Available for the week! "17 Ox 6 weeks" to "13 Ox 9 weeks" shows that 4 Ox less has increased by 3 weeks, and "11 Ox" has 2 Ox less than "13 Ox", and the natural number of weeks should naturally be increased by half of 3 weeks on the basis of "13 Ox 9 Weeks", that is: increase the week, so the number of weeks corresponding to 11 Ox is:

9+ weeks! Therefore, 11 cows can eat weekly!

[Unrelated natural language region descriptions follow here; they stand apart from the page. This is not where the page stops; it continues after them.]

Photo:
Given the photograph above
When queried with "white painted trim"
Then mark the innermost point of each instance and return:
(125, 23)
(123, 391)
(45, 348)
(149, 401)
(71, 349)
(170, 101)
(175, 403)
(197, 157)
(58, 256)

From the title, it can be found that 17 cows eat 6 weeks and 13 cows eat 9 weeks, the total amount is different, the latter has 15 more, because after another 3 weeks, the average growth rate of 15, so the grassland grows 5 per week.

Returning to the first case, 17 cows eat for 6 weeks, the grass grown is 5*6=30, and the grass consumed is 17*6=102, and the original grass in the grassland is 72

At this time, 11 cows eat n weeks, and there is an equation.

11n=5n + 72

n =12 weeks.

Solution: If the grass eaten by 1 cow for 1 week is regarded as 1 serving, then 17 cows eat 17x6=102 (portions) for 6 weeks, and 13 cows eat for 9 weeks.

13x9 = 117 (parts), so we know that the pasture grows grass 117-102 = 15 (parts) in 3 weeks, then the grass grows every week.

15 3 = 5 (parts).

The pasture originally had grass 102-5x6=72 (parts).

5 out of 11 cows eat the newly grown grass and the rest.

11-5=6 (head) cattle eat the original grass and need to eat it.

72 6 = 12 (weeks).

A: 11 cows eat for 12 weeks.

Let this grass grow "1" per week, and 1 cow will eat x per week

Then 6(17-x) = 9(13-x) = total amount of grass (well understood.) The actual reduction in a week is what you eat minus the long one) to solve the equation to get 102-6x=117-9x

3x=15x=5, so a cow eats 5 per week

Bring in the original equation.

6(17-x)=6*12=72

There are a total of 72 grasses.

The substitution of 11 cows can be calculated.